Constant Taillard publie en 1828, en trois volumes, Les Voyageurs en Italie, ou Relation du voyage de trois amis dans les diverses parties de l'Italie, en passant par le Tyrol, la Suisse et les Alpes. Ce roman épistolaire a d'abord une vocation de vulgarisation : comme l'indique son sous-titre, le récit entend en effet apporter des “Observations philosophiques et anecdotiques sur les Beautés du pays, ses Antiquités, ses Personnages remarquables ; sur l'état actuel de la Littérature, sur les Mœurs, les Usages et les Pratiques civiles et religieuses de ses habitans”.
L'intrigue est donc minimale : trois amis et leurs compagnes, personnages déjà employés par l'auteur dans un ouvrage similaire consacré à la France, décident de voyager séparément dans les Alpes et dans la péninsule italienne, en se divisant les régions et en s'adressant des lettres pour rendre compte de leurs périples respectifs.
L'Homme des champs est convoqué dans une missive relative au Mont Blanc, mais Delille y entre en concurrence avec Byron : c'est au poète anglais que le scripteur, Alphonse, emprunte sa citation principale, reléguant les vers du poète français dans une note.
LETTRE IX.
Alphonse à Jules.
Le Mont-Blanc.
Lorsque lord Byron visita le Mont-Blanc, “le roi des montagnes élevait dans les nuages son front resplendissant d'un diadême de neiges éternelles. Les glaciers lui servaient de ceinture ; assis sur son trône de rochers, il tenait suspendue l'avalanche foudroyante, et étendait son sceptre de glace sur les cimes respectueuses des monts d'alentour (i).”
Lord Byron s'exprime en poète : à ses yeux charmés tout respire la vie ; il lui faut des images brillantes, plutôt même que de la vérité.

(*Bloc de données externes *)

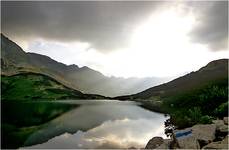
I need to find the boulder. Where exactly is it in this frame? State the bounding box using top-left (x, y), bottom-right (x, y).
top-left (212, 120), bottom-right (225, 130)
top-left (223, 117), bottom-right (228, 125)
top-left (145, 137), bottom-right (164, 149)
top-left (203, 136), bottom-right (228, 149)
top-left (192, 124), bottom-right (216, 145)
top-left (217, 125), bottom-right (228, 135)
top-left (177, 136), bottom-right (200, 149)
top-left (156, 139), bottom-right (171, 149)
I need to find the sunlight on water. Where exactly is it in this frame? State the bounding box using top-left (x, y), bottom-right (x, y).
top-left (22, 101), bottom-right (166, 148)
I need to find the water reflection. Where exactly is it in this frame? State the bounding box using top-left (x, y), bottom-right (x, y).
top-left (22, 101), bottom-right (165, 148)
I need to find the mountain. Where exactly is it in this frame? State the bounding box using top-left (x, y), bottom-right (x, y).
top-left (115, 59), bottom-right (228, 100)
top-left (1, 34), bottom-right (170, 97)
top-left (1, 73), bottom-right (105, 100)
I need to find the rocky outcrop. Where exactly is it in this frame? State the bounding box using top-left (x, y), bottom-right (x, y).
top-left (146, 117), bottom-right (228, 149)
top-left (223, 117), bottom-right (229, 125)
top-left (203, 136), bottom-right (228, 149)
top-left (192, 124), bottom-right (216, 145)
top-left (145, 137), bottom-right (164, 149)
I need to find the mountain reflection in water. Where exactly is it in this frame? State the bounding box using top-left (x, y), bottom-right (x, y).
top-left (22, 101), bottom-right (166, 149)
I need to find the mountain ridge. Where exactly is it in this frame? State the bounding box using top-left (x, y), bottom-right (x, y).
top-left (114, 59), bottom-right (228, 100)
top-left (1, 34), bottom-right (170, 97)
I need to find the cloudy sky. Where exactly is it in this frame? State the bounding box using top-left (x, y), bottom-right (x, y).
top-left (1, 1), bottom-right (229, 77)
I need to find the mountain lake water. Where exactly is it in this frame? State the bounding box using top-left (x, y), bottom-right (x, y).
top-left (17, 100), bottom-right (167, 149)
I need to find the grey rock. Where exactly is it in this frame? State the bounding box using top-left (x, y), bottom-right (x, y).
top-left (145, 137), bottom-right (164, 149)
top-left (192, 124), bottom-right (216, 144)
top-left (177, 136), bottom-right (200, 149)
top-left (203, 136), bottom-right (228, 149)
top-left (212, 120), bottom-right (224, 130)
top-left (223, 117), bottom-right (228, 125)
top-left (156, 139), bottom-right (171, 149)
top-left (217, 125), bottom-right (228, 134)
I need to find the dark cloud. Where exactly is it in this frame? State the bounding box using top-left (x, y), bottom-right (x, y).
top-left (190, 1), bottom-right (228, 51)
top-left (1, 1), bottom-right (228, 52)
top-left (2, 1), bottom-right (161, 51)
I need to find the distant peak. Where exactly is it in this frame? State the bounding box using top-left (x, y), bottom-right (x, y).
top-left (68, 64), bottom-right (79, 69)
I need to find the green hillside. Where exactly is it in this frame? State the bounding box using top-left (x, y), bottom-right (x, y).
top-left (114, 59), bottom-right (228, 128)
top-left (1, 73), bottom-right (104, 100)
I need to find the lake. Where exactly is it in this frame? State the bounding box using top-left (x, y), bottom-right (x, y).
top-left (2, 100), bottom-right (166, 149)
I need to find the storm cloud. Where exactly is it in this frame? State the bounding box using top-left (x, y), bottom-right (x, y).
top-left (190, 1), bottom-right (228, 51)
top-left (2, 1), bottom-right (163, 51)
top-left (1, 1), bottom-right (228, 52)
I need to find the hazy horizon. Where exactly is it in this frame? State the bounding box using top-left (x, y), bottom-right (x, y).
top-left (1, 1), bottom-right (229, 77)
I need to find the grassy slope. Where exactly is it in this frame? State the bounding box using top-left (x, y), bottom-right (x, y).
top-left (1, 73), bottom-right (104, 100)
top-left (1, 73), bottom-right (105, 148)
top-left (115, 59), bottom-right (228, 128)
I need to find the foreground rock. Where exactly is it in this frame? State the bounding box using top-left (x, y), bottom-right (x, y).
top-left (203, 136), bottom-right (228, 149)
top-left (223, 117), bottom-right (229, 125)
top-left (145, 117), bottom-right (229, 149)
top-left (145, 137), bottom-right (164, 149)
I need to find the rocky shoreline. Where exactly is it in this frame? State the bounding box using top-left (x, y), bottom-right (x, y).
top-left (145, 117), bottom-right (229, 149)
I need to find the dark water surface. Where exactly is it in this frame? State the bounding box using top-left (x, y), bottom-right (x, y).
top-left (19, 100), bottom-right (166, 149)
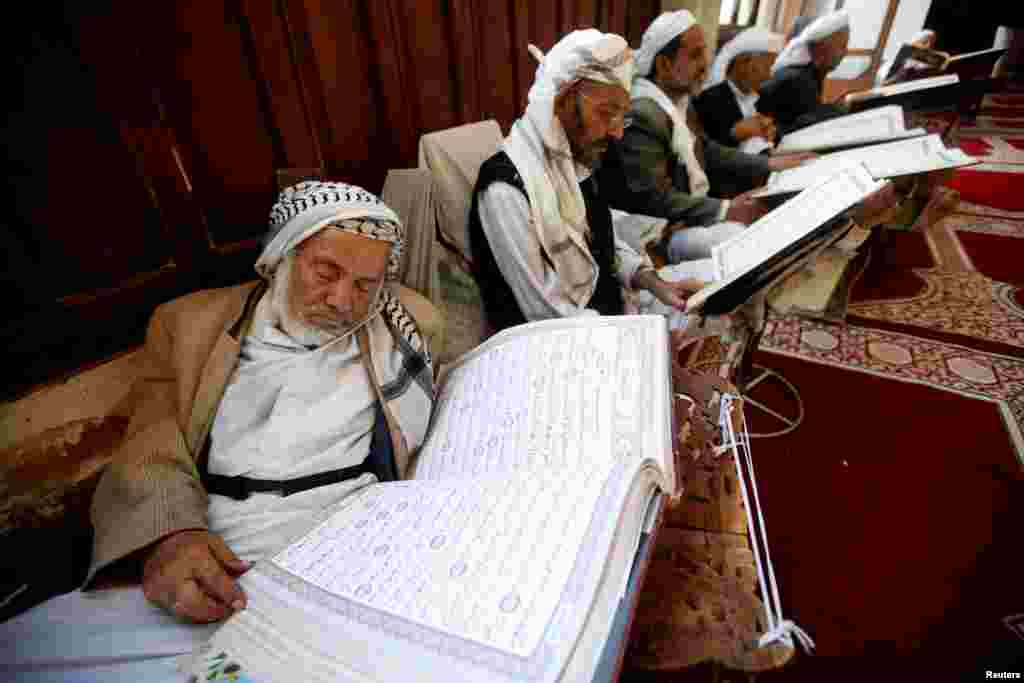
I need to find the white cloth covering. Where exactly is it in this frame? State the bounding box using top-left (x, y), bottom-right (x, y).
top-left (209, 296), bottom-right (387, 561)
top-left (636, 9), bottom-right (697, 78)
top-left (771, 9), bottom-right (850, 74)
top-left (479, 174), bottom-right (714, 330)
top-left (631, 78), bottom-right (711, 197)
top-left (726, 79), bottom-right (775, 155)
top-left (496, 29), bottom-right (633, 307)
top-left (667, 221), bottom-right (746, 263)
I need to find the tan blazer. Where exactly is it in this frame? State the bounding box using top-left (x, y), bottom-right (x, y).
top-left (85, 282), bottom-right (443, 588)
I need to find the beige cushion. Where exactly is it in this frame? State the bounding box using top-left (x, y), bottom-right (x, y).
top-left (420, 120), bottom-right (503, 261)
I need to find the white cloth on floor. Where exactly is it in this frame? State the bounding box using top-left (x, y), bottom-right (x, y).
top-left (630, 78), bottom-right (711, 197)
top-left (0, 587), bottom-right (217, 683)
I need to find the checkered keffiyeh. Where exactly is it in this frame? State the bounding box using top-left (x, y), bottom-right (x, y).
top-left (256, 181), bottom-right (404, 280)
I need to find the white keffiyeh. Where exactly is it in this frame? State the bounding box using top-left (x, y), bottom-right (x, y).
top-left (771, 9), bottom-right (850, 74)
top-left (636, 9), bottom-right (697, 78)
top-left (631, 78), bottom-right (711, 197)
top-left (503, 29), bottom-right (633, 306)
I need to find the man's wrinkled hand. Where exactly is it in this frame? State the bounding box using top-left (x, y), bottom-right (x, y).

Mais à nous, mon ami, c'est de la vérité qu'il faut. Si cette vérité parvient à plaire par les seuls charmes qui lui sont propres, tant mieux pour notre correspondance ; mais avant tout peignons la nature, elle seule au monde est vraiment belle.
Elevé à quatorze mille six cents pieds au-dessus du niveau de la mer, le Mont-Blanc l'est pourtant moins que le Chimboraço en
Amérique, lequel porte son sommet à dix-neuf mille trois cent deux pieds au-dessus de la même base ; mais il a trois cents pieds de plus au-dessus de Chamouny que le Chimboraço au-dessus de la vallée de Tapia.
(i) De neiges, de glaçons entassements énormes,
Du temple des frimas colonnades informes ;
Prismes éblouissants dont les pans azurés,
Défiant le soleil dont ils sont colorés,
Peignent de pourpre et d'or leur éclatante masse ;
Tandis que, triomphant sur son trône de glace,
L'Hiver s'enorgueillit de voir l'astre du jour
Embellir son palais et décorer sa cour.
(Delille1)
Vers concernés : chant 3, vers 343-350.
Si les mots de Delille et Byron servent à ouvrir la lettre, les deux écrivains n'en sont pas moins pareillement relégués dans la suite du chapitre, Alphonse délaissant la poésie au profit d'un discours qu'il juge plus vrai, marqué par des indications topographiques précises. Mais cette opposition entre poésie et vérité est loin d'être systématique dans le roman. Un peu plus tôt, dans la lettre III, une autre héroïne, Sophie, a déjà cité, à propos de la Fontaine de Vaucluse, les vers que Delille lui consacre dans Les Jardins ; or elle s'émerveille de constater que : “La pompe de la poésie a toute l'exactitude de la prose, et chaque vers porte en soi toute la vérité de la nature2.